113. What are you most likely very wrong about? Nothing. I know everything. I am never wrong. If you disagree, you prove your incompetence. Bow to me, mortal.
114. If you had a personal flag, what would be on it? A weird cube shape that we used to use for Distortion Sleep.
115. What's happened that changed your view on the world? Well we elected Trump as president so I think we’re all fucked.
116. What is the biggest lesson you've learned? Don’t let insecurity make you an asshole.
117. What is the most immature thing you do? I dunno, skip work?

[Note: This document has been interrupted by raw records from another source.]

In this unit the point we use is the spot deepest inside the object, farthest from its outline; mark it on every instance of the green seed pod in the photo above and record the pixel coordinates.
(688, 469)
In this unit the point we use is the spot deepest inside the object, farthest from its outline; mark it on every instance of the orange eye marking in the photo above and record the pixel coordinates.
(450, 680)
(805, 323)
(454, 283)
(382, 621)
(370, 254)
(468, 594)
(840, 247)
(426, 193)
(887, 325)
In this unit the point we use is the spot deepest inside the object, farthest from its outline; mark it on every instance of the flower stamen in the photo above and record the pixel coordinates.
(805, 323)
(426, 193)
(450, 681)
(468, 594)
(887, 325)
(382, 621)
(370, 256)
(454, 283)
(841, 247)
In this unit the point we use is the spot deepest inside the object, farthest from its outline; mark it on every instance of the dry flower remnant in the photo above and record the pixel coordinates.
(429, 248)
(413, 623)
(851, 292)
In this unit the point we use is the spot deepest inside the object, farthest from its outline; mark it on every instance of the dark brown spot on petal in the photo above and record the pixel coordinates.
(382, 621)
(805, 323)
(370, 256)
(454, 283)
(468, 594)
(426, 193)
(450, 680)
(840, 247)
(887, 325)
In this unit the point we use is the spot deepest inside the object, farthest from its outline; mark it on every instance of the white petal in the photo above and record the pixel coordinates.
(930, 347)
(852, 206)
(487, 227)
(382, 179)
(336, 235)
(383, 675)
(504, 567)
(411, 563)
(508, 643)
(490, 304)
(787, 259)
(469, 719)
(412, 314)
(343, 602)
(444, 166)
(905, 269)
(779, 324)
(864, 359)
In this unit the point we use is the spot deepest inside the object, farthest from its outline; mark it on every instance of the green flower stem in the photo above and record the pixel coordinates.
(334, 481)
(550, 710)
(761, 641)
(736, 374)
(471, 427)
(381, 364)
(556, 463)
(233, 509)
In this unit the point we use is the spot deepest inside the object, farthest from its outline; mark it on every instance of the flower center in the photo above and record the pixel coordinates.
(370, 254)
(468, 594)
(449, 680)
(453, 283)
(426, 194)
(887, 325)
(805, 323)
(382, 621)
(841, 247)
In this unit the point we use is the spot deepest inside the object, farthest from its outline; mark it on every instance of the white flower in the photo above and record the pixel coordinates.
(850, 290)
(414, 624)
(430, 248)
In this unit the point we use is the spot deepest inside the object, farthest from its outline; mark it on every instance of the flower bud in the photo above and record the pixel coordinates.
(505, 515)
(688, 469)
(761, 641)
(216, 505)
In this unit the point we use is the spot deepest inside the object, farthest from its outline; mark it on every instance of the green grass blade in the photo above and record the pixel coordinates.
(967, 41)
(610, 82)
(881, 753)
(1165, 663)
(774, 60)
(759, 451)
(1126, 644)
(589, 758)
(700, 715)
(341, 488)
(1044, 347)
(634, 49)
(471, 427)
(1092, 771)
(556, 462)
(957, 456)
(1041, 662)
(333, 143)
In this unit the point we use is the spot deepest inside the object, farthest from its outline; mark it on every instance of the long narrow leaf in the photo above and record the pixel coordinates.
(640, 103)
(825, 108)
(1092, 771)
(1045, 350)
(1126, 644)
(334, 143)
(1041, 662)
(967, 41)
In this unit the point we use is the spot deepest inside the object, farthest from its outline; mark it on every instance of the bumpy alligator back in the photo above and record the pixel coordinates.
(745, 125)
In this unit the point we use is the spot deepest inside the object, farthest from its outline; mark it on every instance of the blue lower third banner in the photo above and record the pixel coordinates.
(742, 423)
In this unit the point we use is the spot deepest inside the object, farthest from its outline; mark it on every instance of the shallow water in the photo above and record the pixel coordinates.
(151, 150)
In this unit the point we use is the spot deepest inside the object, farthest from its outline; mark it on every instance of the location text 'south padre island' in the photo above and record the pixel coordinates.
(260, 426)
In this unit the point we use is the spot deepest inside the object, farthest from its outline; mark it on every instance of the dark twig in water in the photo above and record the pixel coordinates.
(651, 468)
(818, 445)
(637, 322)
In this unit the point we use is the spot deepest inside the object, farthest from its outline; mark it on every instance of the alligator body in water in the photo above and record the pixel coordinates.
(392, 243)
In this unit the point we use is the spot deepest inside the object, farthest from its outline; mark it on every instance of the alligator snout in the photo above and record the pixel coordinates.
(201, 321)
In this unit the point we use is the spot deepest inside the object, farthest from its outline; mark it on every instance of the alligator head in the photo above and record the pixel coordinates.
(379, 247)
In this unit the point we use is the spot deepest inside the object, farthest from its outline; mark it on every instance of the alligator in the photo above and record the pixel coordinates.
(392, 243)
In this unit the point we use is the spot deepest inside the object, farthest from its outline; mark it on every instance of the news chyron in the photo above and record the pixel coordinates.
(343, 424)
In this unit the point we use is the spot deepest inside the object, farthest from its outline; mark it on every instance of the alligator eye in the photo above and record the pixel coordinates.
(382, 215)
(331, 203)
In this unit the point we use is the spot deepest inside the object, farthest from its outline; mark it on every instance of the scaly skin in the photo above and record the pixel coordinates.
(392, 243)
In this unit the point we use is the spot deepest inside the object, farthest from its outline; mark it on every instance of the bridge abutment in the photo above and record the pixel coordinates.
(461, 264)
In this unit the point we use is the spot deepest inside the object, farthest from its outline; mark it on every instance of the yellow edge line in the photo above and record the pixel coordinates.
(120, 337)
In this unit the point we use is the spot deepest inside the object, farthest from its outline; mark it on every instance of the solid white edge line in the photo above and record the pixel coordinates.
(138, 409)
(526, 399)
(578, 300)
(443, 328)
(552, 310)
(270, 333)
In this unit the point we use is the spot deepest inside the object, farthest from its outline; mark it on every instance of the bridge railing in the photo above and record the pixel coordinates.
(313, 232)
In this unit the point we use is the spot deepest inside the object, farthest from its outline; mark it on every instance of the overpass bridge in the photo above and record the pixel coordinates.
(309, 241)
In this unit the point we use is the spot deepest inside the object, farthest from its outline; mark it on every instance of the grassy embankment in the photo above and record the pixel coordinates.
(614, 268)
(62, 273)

118. What are you famous for among your friends & family? My guitar and singing skillz yo.
119. If your childhood had a smell, what would it be? Peanut butter and jelly.
120. What one responsibility do you wish you didn't have? Having a fucking job.
121. What are 3 things you want to accomplish before you die? Visit a bunch of different places, make a career out of music, beat the dogshit out of a rapist.
122. What do you want to tell your 10-year-old self? “Start playing guitar you stupid fuck”
123. What's the best thing you got from your parents? My musical ability.
124. What's the best thing about you? I’m compassionate I suppose.
125. What blows your mind? Space and the ocean. Dude that shit is cray cray.
126. Have you ever saved someone's life? Yeah, I have.
127. What are you really good at but embarrassed to be good at? I’m not embarrassed to be good at anything.
128. What would a mirror opposite of you look like? Someone who isn’t sexy as fuck.
129. What are 3 interesting facts about you? I can curl my tongue, I talked to Arnold Schwarzenegger on the phone once, and I hit a golf ball so hard it exploded.
130. Which of your scars has the best story behind it? I have a big scar on my right hand from when I jumped down off my bed and my hand came down on my guitar’s head stock. It almost punched through the back of my hand and it was so painful I almost blacked out. I had stitches for like two months. Holy fuck it was so shitty.
131. What's the title of the current chapter in your life? “Recovery”
132. What were some of the biggest turning points in your life? Dropping out of college, starting the first band, meeting Jessica, meeting Özge.
133. What's the hardest lesson you've learned? Sometimes if you fuck something up badly enough, it can’t ever be fixed, even if both people forgive each other.
134. What do people think is weird about you? I slouch really badly.
135. What mistake do you keep making? I drink too much.
136. What have you created that you're most proud of? I wrote a song called “Alone Sleep Ghosts” that is better than anything I’ve ever written and it will probably never be topped.
137. What do you doubt? Myself, all the time.
138. What are some of your morals? Don’t be a bigoted fuckhole.
139. What do you want to be remembered for? My music and my compassion.
140. What do you regret not doing in your childhood years? Picking up guitar earlier.
141. What is your favorite fragrance? Flowery perfumes. Also cooking food.
142. What do you think your last words will be? “Is Tsukihime 2 out yet?”
143. Who or what do you take for granted? I try not to take anything for granted, but most modern conveniences.
144. Why would you be annoying as a roommate? Not at all because I’d stay in my room constantly.
145. What is something you're insecure about? Being replaced.
146. What's the best & worst piece of advice you've received? Best: Don’t let your insecurities ruin your life. Worst: Just do what you love, don’t worry about how much money it makes you.
147. What irrational fears do you have? Spiders, broken glass, needles, and being hurt emotionally.
148. What makes a good life? Being with someone you love and being financially stable.
149. What's the last adventure you went on? We traveled to Georgia for a LARP last year.
150. What is the most memorable gift you've received? The cards that Jess sent me.